Autant vous dire que nous sommes très, très, très loin du compte. Faut-il rappeler que la France comptait, il y a seulement 70 ans, 1,5 million de km de haies ? Et que la seule politique du remembrement, menée entre 1960 et 1990, a causé la disparition de 750.000 km de haies entre 1960 et 1990, soit 50% du total d’après guerre ? Le comblement de 1.000.000 de mares, bassins et étangs, soient 30 à 40% des pièces d’eau du pays ? L’assèchement de 50% de la surface des zones humides du pays ?

Combien d’épisodes sécheresses, d’inondations faudra-t-il connaître ; jusqu’à quel niveau de pollution de nos rivières et de nos littoraux, d’affaiblissement de nos réserves souterraines d’eau douce, de disparition des oiseaux, des insectes, des mammifères… faudra-t-il aller pour que nous nous décidions à prendre des mesures qui ne soient pas là uniquement pour se faire plaisir et donner l’impression que nous faisons quelque-chose, mais qui soient créées avec l’intention d’avoir un impact significatif dans le but d’offrir des conditions d’habitabilité décentes pour la vie sur notre territoire ?

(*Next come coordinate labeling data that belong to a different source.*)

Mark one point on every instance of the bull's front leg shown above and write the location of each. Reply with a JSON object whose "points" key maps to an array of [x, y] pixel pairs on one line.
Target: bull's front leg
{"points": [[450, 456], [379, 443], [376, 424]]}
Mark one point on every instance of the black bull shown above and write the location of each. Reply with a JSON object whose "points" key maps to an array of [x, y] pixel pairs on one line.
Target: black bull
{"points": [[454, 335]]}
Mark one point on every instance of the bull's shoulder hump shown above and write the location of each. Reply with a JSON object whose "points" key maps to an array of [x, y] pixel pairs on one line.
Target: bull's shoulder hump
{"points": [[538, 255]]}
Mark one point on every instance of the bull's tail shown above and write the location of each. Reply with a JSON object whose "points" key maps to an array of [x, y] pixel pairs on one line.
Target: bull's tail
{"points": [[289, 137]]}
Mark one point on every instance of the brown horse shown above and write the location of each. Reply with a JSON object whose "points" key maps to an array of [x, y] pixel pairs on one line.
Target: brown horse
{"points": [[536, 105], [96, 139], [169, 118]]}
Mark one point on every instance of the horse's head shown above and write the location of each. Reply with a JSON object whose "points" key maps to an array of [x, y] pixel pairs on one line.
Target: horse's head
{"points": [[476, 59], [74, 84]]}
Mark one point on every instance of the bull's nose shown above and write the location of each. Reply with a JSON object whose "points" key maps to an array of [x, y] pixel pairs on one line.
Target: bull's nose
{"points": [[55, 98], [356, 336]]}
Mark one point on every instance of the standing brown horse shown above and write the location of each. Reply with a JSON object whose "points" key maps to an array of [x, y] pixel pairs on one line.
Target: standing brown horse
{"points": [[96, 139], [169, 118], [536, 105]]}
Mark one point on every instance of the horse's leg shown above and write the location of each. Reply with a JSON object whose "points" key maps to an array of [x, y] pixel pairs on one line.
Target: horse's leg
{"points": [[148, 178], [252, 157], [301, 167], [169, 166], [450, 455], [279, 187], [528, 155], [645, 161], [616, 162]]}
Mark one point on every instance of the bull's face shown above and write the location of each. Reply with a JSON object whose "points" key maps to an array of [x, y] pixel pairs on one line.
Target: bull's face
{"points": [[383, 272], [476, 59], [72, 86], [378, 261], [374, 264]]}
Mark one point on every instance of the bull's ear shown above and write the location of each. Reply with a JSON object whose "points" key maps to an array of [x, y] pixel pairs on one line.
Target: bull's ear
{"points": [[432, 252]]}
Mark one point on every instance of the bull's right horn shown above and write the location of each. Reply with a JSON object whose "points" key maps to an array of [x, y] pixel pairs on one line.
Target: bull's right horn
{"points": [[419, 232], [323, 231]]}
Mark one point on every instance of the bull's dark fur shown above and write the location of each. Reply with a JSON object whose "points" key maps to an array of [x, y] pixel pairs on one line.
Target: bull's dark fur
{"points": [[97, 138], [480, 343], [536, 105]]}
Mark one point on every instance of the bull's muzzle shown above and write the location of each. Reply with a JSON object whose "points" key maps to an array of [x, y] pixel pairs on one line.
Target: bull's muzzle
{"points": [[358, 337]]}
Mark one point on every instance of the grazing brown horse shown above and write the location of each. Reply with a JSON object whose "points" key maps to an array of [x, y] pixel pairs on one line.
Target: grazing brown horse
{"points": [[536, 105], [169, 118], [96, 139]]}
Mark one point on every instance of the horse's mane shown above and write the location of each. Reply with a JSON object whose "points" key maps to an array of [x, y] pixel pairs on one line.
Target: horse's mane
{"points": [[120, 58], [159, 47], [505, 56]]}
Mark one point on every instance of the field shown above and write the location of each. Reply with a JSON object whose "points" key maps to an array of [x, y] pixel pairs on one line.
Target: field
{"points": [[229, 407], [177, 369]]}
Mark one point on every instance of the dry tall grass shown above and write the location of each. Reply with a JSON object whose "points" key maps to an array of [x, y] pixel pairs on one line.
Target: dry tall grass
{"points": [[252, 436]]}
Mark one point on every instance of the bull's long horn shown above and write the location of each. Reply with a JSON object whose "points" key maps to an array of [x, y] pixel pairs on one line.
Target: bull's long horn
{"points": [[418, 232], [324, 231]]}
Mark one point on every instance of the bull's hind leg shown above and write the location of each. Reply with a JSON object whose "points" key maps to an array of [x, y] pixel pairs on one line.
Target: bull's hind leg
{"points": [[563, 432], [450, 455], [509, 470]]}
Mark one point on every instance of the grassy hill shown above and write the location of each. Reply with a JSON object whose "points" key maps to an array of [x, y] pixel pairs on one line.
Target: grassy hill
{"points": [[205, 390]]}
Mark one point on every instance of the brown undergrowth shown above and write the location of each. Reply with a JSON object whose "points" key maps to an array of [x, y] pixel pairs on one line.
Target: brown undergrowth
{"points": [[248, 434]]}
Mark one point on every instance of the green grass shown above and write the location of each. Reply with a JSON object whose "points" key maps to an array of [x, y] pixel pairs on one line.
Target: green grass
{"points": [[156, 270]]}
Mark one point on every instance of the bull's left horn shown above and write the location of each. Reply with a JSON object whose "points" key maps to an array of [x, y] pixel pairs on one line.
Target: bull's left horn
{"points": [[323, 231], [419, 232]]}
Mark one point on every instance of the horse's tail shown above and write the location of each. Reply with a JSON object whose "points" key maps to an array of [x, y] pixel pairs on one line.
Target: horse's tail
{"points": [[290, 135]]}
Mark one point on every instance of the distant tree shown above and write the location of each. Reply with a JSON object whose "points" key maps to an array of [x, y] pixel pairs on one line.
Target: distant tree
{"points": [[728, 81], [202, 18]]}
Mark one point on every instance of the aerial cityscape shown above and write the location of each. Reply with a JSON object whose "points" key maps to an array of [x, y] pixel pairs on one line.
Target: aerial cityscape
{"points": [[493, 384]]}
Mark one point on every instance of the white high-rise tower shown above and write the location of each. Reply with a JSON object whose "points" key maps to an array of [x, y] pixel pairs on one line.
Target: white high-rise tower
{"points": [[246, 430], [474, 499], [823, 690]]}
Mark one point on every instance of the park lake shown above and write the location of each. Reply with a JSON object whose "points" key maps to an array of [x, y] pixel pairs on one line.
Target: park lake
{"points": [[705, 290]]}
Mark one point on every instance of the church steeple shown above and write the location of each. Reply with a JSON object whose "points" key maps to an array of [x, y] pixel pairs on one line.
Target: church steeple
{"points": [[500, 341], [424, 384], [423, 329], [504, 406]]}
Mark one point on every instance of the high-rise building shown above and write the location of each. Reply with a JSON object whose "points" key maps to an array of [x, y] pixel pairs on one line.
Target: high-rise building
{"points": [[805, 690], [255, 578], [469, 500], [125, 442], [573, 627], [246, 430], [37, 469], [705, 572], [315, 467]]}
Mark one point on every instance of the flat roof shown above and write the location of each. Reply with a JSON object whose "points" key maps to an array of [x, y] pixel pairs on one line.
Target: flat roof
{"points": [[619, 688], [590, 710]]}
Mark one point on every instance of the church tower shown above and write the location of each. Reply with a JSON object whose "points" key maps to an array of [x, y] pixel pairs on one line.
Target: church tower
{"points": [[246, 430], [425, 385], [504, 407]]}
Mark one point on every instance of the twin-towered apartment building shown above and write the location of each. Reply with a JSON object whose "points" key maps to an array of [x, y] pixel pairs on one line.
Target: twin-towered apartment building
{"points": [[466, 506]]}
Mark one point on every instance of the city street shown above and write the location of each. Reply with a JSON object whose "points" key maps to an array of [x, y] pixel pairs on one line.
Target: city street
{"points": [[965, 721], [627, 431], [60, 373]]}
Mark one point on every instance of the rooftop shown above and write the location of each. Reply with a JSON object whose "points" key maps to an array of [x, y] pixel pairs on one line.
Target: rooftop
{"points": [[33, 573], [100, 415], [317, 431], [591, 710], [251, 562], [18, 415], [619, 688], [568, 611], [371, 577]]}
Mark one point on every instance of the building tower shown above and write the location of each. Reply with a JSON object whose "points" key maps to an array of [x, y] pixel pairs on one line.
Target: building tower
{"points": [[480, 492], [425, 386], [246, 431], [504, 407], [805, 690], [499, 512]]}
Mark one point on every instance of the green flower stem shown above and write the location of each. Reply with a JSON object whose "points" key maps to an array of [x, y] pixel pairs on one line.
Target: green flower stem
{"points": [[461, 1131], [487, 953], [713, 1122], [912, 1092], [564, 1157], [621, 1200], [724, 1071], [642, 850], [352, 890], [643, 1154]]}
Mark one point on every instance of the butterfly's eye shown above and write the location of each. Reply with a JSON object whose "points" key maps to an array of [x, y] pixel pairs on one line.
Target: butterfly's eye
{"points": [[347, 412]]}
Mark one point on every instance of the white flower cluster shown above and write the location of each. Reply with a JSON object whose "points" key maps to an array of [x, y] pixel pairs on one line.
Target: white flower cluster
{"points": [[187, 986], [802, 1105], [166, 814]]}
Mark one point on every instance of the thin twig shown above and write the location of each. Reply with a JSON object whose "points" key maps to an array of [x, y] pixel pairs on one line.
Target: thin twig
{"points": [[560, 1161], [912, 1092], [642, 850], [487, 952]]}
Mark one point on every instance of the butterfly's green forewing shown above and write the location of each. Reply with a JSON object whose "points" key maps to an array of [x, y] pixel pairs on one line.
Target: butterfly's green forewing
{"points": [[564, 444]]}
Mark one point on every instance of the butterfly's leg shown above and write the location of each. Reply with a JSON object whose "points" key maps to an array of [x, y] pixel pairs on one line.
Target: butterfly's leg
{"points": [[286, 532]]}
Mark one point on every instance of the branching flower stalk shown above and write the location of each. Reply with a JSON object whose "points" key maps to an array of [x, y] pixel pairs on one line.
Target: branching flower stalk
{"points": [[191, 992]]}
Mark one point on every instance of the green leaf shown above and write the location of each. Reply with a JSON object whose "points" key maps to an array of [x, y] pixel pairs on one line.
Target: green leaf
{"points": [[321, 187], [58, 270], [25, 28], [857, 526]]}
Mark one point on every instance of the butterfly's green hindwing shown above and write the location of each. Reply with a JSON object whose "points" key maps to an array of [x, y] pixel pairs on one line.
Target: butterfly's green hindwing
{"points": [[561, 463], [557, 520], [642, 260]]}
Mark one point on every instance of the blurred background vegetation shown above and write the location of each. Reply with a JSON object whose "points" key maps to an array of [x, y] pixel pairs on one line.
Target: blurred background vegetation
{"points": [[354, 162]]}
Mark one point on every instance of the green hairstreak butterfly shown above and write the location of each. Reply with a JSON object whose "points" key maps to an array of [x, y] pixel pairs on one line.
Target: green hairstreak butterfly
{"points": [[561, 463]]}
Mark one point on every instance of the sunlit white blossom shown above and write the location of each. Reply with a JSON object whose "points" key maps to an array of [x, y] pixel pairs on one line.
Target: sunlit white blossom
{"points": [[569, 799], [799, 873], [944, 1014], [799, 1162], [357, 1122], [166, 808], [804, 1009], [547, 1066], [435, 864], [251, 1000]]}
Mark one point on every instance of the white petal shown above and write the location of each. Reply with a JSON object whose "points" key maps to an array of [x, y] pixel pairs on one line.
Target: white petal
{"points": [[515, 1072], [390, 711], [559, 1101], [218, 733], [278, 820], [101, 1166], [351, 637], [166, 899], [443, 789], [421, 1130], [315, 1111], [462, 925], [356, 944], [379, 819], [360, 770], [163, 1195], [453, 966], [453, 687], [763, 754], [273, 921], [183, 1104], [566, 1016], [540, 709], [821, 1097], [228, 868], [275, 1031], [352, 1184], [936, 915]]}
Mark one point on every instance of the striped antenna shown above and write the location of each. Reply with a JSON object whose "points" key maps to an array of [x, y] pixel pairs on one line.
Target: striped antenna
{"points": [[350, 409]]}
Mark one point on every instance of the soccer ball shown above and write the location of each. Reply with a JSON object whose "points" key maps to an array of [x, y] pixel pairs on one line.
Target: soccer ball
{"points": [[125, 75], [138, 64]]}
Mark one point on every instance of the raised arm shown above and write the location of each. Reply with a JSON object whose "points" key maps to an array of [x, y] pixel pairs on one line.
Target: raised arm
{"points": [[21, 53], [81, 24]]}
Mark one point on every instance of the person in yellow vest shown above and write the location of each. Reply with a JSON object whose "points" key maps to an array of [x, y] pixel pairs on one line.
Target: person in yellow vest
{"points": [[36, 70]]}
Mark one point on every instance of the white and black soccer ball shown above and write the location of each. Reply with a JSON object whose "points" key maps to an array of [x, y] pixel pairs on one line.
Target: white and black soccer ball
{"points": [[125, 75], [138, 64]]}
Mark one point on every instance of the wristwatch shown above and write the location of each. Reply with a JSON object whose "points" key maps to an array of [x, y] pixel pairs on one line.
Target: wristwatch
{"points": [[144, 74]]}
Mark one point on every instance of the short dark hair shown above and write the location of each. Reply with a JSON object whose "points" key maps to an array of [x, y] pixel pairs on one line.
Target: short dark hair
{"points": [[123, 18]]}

La pépinière des Alvéoles, dans la Drôme

Messieurs et mesdames du gouvernement et des ONGs, soyons un minimum sérieux quelques minutes, si vous le voulez bien. Le seul « pacte » qu’il soit décent de proposer au citoyen, aux agriculteurs et aux chasseurs, et dont nous pourrions collectivement être fiers, c’est celui qui consiste à s’organiser dès aujourd’hui pour planter des haies dans le but de reconstruire le tissu écologique qui a été détruit dans la seconde moitié du XXème siècle.

Concrètement, cela signifie :

  • Déterminer les espaces les plus pertinents pour implanter des infrastructures écologiques (baissières, noues, haies, bassins d’infiltration) à partir d’une lecture topographique sur l’ensemble du territoire.
  • Planter 750.000 km de haies supplémentaires (soient 14km de haies par commune).
  • Créer 1.000.000 de mares / étangs / bassins d’infiltration supplémentaires (soient 18 ouvrages par commune).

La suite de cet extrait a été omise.